Biofoam yang terbuat hanya dari bahan berpati, selain memiliki sifat mekanis yang rendah tetapi juga bersifat hidrofilik yang memang berasal dari sifat polimer alami yang sensitif terhadap kelembaban. Pada tahapan ini dilakukan upaya perbaikan sifat hidrofilik agar biofoam yang dihasilkan mampu menggantikan fungsi kemasan styrofoam sebagai wadah kemasan siap saji termasuk pangan dengan kadar air tinggi. Upaya perbaikan yang dilakukan pada tahapan ini adalah dengan menggantikan sebagian atau seluruh proporsi tapioka dengan pati hidrofobik. Adapun perlakuan yang digunakan pada tahapan ini hanya satu faktor yaitu rasio tapioka:pati hidrofobik yang terdiri dari lima taraf yaitu : (4:0), (3:1), (2:2), (1:3) dan (0:4). Untuk formulasi lainnya seperti ampok, PVOH, air dan Mg stearat adalah tetap sesuai dengan hasil terbaik pada tahapan sebelumnya. Penelitian dilakukan dengan Rancangan Acak Lengkap dengan tiga

kali ulangan yang dilanjutkan dengan uji Duncan. Model matematik rancangan percobaan tersebut adalah sebagai berikut :

Yij = µ + Xi + Ɛij Dimana

i = 1,2,3,4,5 (taraf rasio tapioka:pati hidrofobik) j = 1,2,3 (taraf ulangan)

Keterangan

Yijk = Hasil pengamatan karena pengaruh taraf ke-i dari rasio tapioka:pati hidrofobik serta taraf ke-j dari ulangan

Xi = Pengaruh rasio tapioka:pati hidrofobik ke-i

Ɛij = Galat percobaan pada ulangan ke-j

Pengamatan yang dilakukan terhadap biofoam yang dihasilkan meliputi kadar air, densitas, warna, daya serap air, struktur morfologi, sifat termal, kuat tarik, kuat tekan dan biodegradabilitas baik secara kualitatif maupun kuantitatif. 3.4.3.2. Peningkatan Hidrofobisitas dan Viskoelastisitas Biofoam dengan

Penambahan Pati Asetat, Sizing Agent dan Plastisizer

Peningkatan sifat hidrofobik biofoam juga dapat dilakukan dengan penambahan pati asetat maupun penambahan sizing agent. Sizing agent

umumnya digunakan pada industri kertas atau tekstil untuk meningkatkan hidrofobisitas pada permukaan bahan. Adapun jenis sizing agent yang digunakan adalah dari jenis alkyl ketene dimer (AKD) dan produk coating yang merupakan hasil penelitian Kasetsart University berupa campuran pati hidrofobik dengan bahan aktif carvacrol.

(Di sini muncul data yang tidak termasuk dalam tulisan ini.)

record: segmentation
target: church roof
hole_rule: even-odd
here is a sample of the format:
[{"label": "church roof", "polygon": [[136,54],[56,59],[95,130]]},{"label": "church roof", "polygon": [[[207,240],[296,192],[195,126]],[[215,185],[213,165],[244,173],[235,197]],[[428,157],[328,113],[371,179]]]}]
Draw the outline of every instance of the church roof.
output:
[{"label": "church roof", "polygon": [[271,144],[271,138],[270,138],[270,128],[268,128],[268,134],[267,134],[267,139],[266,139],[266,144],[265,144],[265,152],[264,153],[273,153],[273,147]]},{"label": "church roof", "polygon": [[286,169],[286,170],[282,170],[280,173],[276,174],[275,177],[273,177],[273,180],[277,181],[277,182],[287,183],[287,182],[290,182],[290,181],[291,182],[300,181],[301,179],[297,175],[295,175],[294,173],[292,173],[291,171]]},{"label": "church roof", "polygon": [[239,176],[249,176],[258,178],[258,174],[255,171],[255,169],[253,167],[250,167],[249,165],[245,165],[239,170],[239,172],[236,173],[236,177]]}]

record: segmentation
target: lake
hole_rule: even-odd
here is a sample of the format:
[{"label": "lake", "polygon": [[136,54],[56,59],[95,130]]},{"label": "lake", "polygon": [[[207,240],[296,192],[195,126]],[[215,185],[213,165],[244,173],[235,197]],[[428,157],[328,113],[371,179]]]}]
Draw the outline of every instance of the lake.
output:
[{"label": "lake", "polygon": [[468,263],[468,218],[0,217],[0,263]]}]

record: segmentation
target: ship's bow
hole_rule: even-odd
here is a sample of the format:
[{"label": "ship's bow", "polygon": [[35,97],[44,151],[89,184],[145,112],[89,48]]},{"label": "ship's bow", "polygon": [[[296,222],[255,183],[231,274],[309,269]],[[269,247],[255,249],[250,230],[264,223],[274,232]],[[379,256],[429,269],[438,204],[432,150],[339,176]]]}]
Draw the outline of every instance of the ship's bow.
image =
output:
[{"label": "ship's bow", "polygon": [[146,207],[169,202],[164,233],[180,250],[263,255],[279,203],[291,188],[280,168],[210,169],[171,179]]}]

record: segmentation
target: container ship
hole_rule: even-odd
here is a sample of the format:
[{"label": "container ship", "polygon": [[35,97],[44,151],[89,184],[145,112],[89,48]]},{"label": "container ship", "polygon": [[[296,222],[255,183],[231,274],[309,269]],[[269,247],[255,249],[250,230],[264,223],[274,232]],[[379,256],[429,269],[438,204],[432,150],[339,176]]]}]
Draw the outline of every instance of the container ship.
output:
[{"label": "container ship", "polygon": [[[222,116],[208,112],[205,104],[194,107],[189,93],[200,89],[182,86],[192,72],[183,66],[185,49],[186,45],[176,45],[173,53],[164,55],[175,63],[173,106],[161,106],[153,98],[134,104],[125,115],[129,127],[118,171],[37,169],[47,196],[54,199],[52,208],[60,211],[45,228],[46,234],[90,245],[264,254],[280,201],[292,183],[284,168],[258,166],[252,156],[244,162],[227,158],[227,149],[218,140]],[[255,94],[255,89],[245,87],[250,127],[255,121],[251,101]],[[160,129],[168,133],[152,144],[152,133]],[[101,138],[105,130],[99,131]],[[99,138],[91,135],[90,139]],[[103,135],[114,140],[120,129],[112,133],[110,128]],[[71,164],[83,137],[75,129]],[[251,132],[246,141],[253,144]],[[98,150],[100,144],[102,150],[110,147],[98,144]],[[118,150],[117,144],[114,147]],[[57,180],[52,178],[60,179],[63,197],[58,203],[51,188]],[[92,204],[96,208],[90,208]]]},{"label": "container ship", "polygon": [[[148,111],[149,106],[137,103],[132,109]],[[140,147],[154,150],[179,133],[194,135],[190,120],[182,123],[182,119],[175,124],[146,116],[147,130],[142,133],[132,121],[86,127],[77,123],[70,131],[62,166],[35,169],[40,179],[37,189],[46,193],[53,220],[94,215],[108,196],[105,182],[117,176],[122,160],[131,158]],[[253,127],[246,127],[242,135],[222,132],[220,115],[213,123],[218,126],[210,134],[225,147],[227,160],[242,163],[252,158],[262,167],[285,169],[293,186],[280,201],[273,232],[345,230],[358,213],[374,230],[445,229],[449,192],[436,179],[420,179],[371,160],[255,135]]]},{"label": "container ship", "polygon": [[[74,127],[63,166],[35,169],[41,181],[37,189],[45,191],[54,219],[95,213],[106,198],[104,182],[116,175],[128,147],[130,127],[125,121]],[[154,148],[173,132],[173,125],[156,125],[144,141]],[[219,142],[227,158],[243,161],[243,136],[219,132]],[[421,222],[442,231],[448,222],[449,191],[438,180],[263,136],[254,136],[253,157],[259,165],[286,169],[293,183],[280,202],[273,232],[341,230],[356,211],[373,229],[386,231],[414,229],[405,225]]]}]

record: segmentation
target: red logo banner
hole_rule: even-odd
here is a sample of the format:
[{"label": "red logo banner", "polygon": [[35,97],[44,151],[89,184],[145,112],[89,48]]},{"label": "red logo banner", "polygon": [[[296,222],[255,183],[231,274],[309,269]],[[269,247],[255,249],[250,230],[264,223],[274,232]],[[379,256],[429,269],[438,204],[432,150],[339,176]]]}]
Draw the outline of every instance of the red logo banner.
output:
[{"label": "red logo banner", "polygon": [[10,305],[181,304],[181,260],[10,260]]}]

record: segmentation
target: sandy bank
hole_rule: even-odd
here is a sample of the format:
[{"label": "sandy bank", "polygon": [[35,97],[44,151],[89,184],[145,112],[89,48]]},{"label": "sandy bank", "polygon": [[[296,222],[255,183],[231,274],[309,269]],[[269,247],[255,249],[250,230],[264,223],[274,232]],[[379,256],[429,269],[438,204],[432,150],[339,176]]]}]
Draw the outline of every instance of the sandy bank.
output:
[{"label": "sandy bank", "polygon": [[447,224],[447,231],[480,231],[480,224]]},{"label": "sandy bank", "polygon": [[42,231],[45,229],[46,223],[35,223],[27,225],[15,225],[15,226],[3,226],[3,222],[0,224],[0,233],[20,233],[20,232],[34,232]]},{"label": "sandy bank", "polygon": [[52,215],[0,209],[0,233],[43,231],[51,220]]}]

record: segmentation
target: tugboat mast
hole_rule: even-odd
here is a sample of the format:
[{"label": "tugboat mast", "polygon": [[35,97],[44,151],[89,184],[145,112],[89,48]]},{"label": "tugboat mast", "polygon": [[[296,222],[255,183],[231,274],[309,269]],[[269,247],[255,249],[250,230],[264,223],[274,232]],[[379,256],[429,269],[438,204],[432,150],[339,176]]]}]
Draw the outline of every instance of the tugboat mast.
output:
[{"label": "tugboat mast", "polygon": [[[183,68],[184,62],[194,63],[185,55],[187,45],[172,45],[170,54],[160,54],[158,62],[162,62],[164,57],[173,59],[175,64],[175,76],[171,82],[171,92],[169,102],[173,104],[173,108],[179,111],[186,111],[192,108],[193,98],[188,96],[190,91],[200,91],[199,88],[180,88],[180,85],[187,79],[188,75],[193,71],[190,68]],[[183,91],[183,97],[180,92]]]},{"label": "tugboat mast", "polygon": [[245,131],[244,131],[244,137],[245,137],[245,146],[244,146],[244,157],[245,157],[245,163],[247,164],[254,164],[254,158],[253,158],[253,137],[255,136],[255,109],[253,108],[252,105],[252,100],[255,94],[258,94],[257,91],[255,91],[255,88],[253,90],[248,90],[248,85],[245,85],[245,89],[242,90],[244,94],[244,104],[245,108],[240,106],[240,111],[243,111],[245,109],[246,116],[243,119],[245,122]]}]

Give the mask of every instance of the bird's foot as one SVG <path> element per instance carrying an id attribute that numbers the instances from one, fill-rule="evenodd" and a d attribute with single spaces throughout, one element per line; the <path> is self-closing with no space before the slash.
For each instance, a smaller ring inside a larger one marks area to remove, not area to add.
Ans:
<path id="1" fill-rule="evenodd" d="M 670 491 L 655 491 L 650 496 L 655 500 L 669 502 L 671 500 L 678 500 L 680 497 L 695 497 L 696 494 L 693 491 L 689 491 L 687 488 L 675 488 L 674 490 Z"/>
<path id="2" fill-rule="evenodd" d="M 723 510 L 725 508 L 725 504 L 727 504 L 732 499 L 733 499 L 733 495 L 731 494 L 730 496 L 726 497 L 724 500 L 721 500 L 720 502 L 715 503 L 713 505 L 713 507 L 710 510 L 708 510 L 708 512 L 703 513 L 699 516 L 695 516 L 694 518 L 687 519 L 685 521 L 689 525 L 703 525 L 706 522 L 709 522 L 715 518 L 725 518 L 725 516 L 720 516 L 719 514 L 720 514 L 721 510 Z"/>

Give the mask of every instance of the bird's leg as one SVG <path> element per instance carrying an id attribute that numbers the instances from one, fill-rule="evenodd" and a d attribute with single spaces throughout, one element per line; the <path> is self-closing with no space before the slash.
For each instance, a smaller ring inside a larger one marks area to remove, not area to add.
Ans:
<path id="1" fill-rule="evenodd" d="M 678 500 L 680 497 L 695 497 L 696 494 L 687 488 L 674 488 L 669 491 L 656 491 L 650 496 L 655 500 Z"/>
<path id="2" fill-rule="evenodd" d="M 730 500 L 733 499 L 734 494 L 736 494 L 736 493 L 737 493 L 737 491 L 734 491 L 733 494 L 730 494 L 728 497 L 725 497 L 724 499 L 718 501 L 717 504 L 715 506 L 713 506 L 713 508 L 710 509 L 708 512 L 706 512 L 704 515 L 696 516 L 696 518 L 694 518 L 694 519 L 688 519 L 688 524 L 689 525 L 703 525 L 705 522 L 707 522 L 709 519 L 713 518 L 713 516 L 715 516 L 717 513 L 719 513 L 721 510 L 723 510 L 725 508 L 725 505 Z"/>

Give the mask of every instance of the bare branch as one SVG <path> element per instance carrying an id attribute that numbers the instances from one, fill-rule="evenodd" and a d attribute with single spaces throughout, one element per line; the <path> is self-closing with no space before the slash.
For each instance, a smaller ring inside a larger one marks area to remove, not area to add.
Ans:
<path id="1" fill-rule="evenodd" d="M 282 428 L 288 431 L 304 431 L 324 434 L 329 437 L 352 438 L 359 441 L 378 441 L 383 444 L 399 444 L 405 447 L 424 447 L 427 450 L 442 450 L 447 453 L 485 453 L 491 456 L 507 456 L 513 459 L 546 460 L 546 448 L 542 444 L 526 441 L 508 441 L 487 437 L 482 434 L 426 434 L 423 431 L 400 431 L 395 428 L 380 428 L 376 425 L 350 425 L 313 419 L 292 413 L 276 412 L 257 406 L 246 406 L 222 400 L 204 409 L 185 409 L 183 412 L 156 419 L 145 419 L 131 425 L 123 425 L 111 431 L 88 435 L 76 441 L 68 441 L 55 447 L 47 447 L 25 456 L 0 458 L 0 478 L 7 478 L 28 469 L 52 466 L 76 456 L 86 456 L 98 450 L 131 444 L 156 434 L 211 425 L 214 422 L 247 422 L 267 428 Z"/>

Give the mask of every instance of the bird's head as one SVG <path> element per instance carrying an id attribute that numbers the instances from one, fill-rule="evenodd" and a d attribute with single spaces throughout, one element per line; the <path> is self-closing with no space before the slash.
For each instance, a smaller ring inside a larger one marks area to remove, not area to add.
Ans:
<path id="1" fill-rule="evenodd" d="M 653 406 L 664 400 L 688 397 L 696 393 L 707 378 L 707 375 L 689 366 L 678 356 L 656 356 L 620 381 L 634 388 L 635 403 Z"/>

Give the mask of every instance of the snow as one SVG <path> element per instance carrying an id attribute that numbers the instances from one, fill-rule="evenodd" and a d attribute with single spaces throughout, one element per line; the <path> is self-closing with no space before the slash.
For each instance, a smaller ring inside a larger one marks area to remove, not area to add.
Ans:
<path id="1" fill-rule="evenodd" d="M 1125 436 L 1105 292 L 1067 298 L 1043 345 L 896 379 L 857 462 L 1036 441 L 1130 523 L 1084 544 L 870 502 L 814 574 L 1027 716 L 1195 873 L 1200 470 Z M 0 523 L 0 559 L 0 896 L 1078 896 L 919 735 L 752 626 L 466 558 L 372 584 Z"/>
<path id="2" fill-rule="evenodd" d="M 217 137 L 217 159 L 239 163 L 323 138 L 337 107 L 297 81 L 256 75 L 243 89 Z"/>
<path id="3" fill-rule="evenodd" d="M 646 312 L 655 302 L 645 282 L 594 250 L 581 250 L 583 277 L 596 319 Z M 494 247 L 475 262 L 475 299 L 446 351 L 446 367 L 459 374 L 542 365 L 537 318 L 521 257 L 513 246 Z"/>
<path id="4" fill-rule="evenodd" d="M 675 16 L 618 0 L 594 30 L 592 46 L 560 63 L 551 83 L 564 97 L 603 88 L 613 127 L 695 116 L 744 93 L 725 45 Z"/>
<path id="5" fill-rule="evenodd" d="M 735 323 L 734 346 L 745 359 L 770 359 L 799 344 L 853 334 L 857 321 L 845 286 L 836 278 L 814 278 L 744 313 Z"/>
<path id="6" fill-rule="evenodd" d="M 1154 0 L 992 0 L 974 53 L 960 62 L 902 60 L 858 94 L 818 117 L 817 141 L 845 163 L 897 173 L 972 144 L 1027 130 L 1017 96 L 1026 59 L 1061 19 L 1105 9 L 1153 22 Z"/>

Pada tahapan ini juga dilakukan upaya peningkatan viskoelastisitas biofoam dengan penambahan gliserol yang berfungsi sebagai plastisizer. Selain itu, juga dilakukan beberapa tambahan seperti NaOH untuk membantu proses pelunakan serat serta agar yang berfungsi sebagai perekat.

Adapun perlakuan yang digunakan pada tahapan ini ada tiga faktor yaitu: rasio tapioka:pati asetat dengan 2 taraf (4:1) dan (3:2); jenis sizing agent yang digunakan dengan dua taraf yaitu sizing agent A (AKD) dan sizing agent B (pati

hidrofobik dan carvacrol) serta konsentrasi gliserol dengan tiga taraf yaitu 0; 5 dan 10%. Sementara itu, penambahan ampok, PVOH, NaOH, agar dan air dilakukan dalam jumlah yang tetap untuk semua perlakuan. Penelitian dilakukan dengan menggunakan Rancangan Acak Lengkap Faktorial dengan tiga kali ulangan yang diikuti dengan uji Duncan. Adapun pengamatan yang dilakukan sama seperti tahapan sebelumnya namun ditambahkan pengamatan sifat termal dengan menggunakan Dynamic Mechanical Thermal Analyisis (DMTA) untuk mengetahui viskoelastisitasnya serta pengamatan terhadap contact angle untuk mengetahui tingkat hidrofobisitas permukaan biofoam.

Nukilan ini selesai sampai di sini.